If more qualifying children apply than there are places, these criteria decide.

First, EHCP children naming the school are admitted. Then, among children scoring 111+, places are allocated in the order below. Within every criterion, ties are settled by straight-line distance to the school. Tap any criterion to see the exact wording.

Tie-breaks: Within any criterion, the closer child wins. If one place is left and two children are exactly equal in distance, it is decided by independently supervised lot. Multiple-birth siblings of the last child admitted are taken together, even if this briefly exceeds the 165 places.

04 · No catchment area

No boundary — but the last places go to the nearest children.

Upton Court has no designated catchment, so a qualifying child from anywhere can be considered on equal terms. The bulk of places — up to 120 — go to the highest scorers, wherever they live. Only the remaining places, up to the PAN of 165, are decided by distance: nearest qualifying child first, measured in a straight line. So a strong test score matters most; proximity only decides the final tranche and the tie-breaks.

Distance is measured 'as the crow flies' from your permanent home address to the school's main entrance, using Slough's mapping system — not by walking or driving route. The displayed circle on our map is illustrative only; it is not a real boundary, and no fixed cutoff distance is published.

See Upton Court's location on the GrammarBound map
A worked example

A high score travels; a near miss leans on distance.

Child A lives far away but scored very highly, so wins one of the 120 rank places — distance is irrelevant. Child B lives close and only just qualified; A's seat is already taken on score, but B can still pick up one of the remaining distance places ahead of equally-scoring children who live further out. A high score is the surest route; being close helps only for the last places.

05 · If your child doesn't get a place

You have two routes, and you can use both.

From National Offer Day

Waiting list

Qualifying children who were not offered a place are placed on a waiting list, ranked by the same oversubscription criteria and re-ordered each time a name is added or removed. It runs to 31 December 2027 in the first instance; you can write in to extend it.

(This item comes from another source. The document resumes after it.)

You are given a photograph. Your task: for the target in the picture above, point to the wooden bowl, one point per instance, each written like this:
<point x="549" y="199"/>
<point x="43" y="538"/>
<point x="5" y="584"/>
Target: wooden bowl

Request a waiting-list place via Upton Court directly.

Independent panel

Appeal

You have the right to appeal to an independent panel, which follows the statutory School Admissions Code. Appealing does not remove your child from the waiting list — you can do both.

06 · Sixth form entry

Joining Year 12 from outside.

Upton Court has around 140 places in Year 12 and expects to offer at least 20 to external students, with more depending on how many of its own Year 11s stay on.

Entry requirements at GCSE

The grade floor.

Entry is by GCSE results. A "pass" means a grade 5 or higher, and you need grade 5+ in both GCSE English Language and Maths, plus specific minimum grades in the subjects you intend to take at A-level. Full subject-by-subject requirements are in the Sixth Form Prospectus, which forms part of the admission arrangements.

5+
English & Maths
5+
Pass grade floor
Applying for Year 12

Apply direct to the school.

External applicants apply directly to Upton Court by the published deadline and attend a guidance interview; a conditional offer is confirmed on GCSE results day once grades are met. If external applicants are oversubscribed, places go to looked-after children, then children of staff, then by GCSE average points across the best 8 subjects. Students must come straight from Year 11 — no repeating Year 12.

07 · Common questions

The things parents always ask.

Yes. The Slough Consortium runs one shared GL Assessment 11+, and the same score is used by all four schools — Upton Court, Langley, Herschel and St Bernard's. You register once with the Consortium, then list the schools you want on your council's application form.